There seems so much to lose when we are parted from someone we dearly love, but all the loss is an illusion. We have been given so much in the sharing of our love with one another that we are forever made richer by the gifts of our love. While we cannot live eternally in the past to remain in the presence and effulgence of the love of someone we are missing, many of us do try to do just that. It is a natural response to hold onto our attachments to someone we love after they are gone, whether they will be gone only minutes or forever.
Holding onto our loved one through these strong attachments forged in the hot passion of our love is a dangerous thing that puts our lives at risk. Attachments to any part of the past may draw us away from living in the present moment and diminish our capacity to experience joy and happiness and love here and now. We may so divorce ourselves from our lives in the present moment that we become despondent or physically ill as a consequence because by holding onto these attachments we are neglecting ourselves and neglecting our lives, failing to care for ourselves adequately or to experience life fully with all the passion we have within us.
Again, this only demeans the gift of the love we have shared with the person whom we miss. Even if deeply estranged from us or miserably angry with us, deep in the hearts of our missing loved ones, where love always remains real and present, our loved ones would never want us to fail to live to the fullest depths of our capacity to experience joy and happiness and love.
So we must let go. Whether we are letting go for only minutes, hours, days, or eternity, we must simply let go of all of our attachments to anyone we love. When we release ourselves from those attachments, whether in a healthy relationship, or in a relationship that has failed, or in circumstances in which we simply cannot remain together in our lives, we are actually enabling ourselves to experience the love we believe we are missing. We can never go back to the past to find our love for it is always in the present. When we release ourselves from our attachments to those we love we enable ourselves to experience the effulgence of our love completely without hesitation or reservation so that our lives once more are sweeter and full of comfort and joy.
So let go to let in the love that is real. Accept today for what it is, an opportunity to find everything you may seek in life and to love and be loved by everyone you meet. And who knows? With your head held up and your eyes wide open someone very special may appear that you may otherwise have missed. So let go to let love return to your heart. Just let go.
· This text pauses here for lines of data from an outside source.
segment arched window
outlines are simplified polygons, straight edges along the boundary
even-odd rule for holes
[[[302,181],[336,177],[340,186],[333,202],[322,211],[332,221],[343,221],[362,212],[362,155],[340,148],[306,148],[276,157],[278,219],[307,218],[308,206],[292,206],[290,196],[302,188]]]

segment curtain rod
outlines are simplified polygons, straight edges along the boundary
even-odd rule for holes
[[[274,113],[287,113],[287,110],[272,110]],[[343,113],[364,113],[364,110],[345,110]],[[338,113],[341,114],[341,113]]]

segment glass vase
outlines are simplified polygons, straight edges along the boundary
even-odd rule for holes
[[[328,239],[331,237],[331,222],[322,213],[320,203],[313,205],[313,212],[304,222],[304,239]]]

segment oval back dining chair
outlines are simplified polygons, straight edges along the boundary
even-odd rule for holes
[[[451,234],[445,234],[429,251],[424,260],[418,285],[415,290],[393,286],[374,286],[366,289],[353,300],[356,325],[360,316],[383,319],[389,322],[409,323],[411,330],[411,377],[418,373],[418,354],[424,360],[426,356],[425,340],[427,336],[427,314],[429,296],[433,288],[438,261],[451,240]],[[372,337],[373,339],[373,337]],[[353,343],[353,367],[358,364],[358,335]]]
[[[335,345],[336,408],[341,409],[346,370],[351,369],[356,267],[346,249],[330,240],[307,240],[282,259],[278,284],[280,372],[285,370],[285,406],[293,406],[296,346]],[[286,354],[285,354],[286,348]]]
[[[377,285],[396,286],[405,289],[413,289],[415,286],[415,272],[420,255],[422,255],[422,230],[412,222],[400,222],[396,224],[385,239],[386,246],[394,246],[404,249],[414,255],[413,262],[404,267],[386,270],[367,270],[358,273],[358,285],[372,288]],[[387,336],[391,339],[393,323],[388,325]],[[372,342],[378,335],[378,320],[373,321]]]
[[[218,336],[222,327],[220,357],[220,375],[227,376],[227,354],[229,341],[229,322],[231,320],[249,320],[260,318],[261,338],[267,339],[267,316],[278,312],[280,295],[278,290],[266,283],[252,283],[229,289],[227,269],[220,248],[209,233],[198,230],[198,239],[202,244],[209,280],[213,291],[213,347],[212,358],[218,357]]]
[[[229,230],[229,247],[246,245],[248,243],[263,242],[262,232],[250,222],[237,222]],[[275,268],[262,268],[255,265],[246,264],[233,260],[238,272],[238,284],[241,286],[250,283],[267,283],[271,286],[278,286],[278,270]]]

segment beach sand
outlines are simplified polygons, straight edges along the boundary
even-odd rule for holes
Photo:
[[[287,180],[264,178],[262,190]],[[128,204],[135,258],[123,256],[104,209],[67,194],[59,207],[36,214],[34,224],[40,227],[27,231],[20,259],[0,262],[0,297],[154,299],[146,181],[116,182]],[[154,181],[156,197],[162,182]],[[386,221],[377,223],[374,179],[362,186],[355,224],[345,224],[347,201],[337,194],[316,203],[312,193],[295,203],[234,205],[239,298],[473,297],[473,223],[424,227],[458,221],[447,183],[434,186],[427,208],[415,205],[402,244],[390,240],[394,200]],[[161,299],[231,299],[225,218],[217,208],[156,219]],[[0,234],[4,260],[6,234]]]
I know this may sound difficult to do but it is really not so hard to do. When you feel the love that is an attachment it always leads to a moment in the past where the pain of separation still dwells. Learn to anticipate that pain and to move away from it before it can return to you. You move away from it by engaging the real world around you in whatever way it most urgently needs to be addressed, whether it is chores or exercise or adventuring, when you let go your life moves on and you make your life richer now.